Terran Date: February, 2259

"Pretty, huh?" The private lifted his hand out toward the sun. Their open air observation tower was twenty meters above the surrounding buildings and gave them an unobstructed view of the Gulf of Mexico and the sunset. As it had for the past two months, the sun painted the canvas of dark blue sky with pinks, reds, and yellows. Mendez, his fellow guard, glanced at the vast panorama and shrugged her shoulders. The action caused her diamond cross necklace to glitter briefly in the fading light.

"Yeah, if you get off on that kind of stuff."

"Hey," Hansen countered, "it sure beats the other insertion point." They both laughed.

"I won't argue that," she conceded. "I've been on six of these in the last twelve years, and I don't ever want to see the Himalayas again." She glanced at the vanishing sun, now dropping below the horizon, pulling its celestial artwork with it. "You're right, Hansen. It is a pretty sunset."

They watched it quietly for a few minutes, then Hansen shook himself out of his reverie and lifted a hand to his ear. Mendez saw a small light flickering behind his lobe, meaning he'd been contacted by Sergeant Karumoto, undoubtedly to notify them of the arriving workers. Mendez turned her attention to the viewer at her right display, and sure enough, there were three hovs approaching from the northeast.

"Command gives fourth level clearance for transponder units 43-H784J, 43-H711R, and 44-D292R," Hansen said in a monotone, clearly relaying the message word for word.

"Acknowledged," Mendez responded. "Three bogies just passing the Hammer Point tower, 65 kilometers distant, approaching at 120 kph. Transponder identities.." she paused while the decoder received the multitone signal, then flashed white, "are verified. All three hovs are registered to Harting Enterprises."

"We have them, Sergeant," Hansen spoke aloud to his invisible superior. "Arrival in just over twenty minutes."

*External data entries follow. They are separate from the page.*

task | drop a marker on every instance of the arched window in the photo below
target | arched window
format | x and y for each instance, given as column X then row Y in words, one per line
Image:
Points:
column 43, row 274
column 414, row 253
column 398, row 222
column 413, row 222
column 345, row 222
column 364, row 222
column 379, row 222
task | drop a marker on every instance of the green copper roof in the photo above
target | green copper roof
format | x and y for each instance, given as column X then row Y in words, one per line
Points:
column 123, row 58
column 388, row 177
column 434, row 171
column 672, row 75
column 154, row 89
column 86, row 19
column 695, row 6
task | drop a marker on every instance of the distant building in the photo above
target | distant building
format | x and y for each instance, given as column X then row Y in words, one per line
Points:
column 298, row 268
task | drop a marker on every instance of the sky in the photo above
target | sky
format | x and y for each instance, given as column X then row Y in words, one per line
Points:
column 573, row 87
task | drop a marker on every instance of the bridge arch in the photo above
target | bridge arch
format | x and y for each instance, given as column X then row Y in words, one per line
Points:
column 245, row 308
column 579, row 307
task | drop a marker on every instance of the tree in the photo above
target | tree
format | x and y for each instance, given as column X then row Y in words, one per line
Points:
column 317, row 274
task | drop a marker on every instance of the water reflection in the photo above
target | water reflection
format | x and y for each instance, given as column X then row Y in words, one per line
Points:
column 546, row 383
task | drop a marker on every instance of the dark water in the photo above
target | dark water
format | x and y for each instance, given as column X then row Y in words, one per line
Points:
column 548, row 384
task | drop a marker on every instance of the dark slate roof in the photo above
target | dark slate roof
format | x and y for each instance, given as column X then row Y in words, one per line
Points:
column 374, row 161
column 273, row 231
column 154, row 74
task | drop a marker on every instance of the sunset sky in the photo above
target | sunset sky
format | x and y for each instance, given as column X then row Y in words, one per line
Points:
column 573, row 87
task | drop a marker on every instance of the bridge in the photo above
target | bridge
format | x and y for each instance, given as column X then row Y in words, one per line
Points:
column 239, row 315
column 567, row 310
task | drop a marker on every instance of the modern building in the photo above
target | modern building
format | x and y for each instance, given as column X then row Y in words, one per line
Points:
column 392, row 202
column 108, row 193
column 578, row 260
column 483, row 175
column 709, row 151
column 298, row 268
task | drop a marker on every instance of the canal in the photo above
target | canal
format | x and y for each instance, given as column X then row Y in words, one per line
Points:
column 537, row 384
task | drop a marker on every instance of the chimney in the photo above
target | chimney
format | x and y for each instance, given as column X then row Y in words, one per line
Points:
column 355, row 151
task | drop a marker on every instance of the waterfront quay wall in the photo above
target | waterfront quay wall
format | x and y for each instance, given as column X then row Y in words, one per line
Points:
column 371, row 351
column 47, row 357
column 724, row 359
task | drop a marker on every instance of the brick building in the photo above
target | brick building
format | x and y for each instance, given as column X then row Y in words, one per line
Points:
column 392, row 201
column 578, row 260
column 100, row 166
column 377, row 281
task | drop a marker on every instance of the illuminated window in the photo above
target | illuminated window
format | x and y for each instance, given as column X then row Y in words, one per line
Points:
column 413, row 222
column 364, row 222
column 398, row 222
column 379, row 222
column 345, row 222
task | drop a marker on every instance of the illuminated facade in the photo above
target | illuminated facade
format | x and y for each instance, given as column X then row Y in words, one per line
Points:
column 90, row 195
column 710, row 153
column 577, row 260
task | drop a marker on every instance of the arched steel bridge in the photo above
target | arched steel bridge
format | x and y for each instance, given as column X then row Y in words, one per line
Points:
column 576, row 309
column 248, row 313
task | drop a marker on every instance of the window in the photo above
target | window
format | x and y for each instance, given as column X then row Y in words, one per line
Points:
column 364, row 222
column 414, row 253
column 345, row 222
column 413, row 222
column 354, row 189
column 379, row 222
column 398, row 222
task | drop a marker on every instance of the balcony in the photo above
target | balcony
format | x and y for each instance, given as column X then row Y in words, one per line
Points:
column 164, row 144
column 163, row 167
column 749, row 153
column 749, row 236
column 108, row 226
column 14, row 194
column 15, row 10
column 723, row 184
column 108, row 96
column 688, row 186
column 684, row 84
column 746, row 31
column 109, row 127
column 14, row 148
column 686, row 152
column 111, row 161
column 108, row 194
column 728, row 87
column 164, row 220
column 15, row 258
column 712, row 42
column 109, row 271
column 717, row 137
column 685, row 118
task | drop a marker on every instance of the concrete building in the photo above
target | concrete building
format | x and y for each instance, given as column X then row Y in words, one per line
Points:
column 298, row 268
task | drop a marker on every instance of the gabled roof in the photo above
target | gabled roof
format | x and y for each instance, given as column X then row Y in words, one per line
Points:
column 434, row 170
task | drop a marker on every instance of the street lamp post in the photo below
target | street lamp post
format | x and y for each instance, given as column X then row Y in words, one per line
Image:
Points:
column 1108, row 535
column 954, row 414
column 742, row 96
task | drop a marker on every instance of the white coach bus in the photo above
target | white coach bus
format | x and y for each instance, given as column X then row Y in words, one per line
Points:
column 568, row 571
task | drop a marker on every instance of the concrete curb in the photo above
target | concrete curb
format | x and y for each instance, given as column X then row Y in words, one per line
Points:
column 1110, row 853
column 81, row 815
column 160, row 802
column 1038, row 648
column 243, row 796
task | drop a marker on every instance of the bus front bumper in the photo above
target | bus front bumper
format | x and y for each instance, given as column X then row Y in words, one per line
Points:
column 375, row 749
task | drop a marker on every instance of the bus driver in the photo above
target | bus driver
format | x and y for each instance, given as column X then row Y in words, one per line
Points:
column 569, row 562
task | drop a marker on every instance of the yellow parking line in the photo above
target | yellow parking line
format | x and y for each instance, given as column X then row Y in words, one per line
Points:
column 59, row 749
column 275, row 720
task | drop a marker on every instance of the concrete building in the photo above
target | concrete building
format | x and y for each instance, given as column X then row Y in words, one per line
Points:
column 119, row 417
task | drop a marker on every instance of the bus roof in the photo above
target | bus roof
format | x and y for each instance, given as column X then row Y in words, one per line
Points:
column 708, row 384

"Make that ten," Mendez interrupted. "They just accelerated to 250."

"Make that ten, Sergeant." He listened a moment longer, nodding absently, then signed off. He took his hand away and turned toward Mendez.

"Time to move to the launch point. Karumoto wants us down there in five."

"Got it." With skilled hands, Mendez shut down the display while Hansen armed the autosentry. They descended eighty meters by eledisc, then, since there was just enough light to see the ground, they slid the final twenty meters down the ladder railing, using their gloved hands for braking. Hansen hit first, then leaped back as Mendez plummeted toward him, nearly landing on top of him. She laughed at him as he stumbled out of the way. He brushed himself off.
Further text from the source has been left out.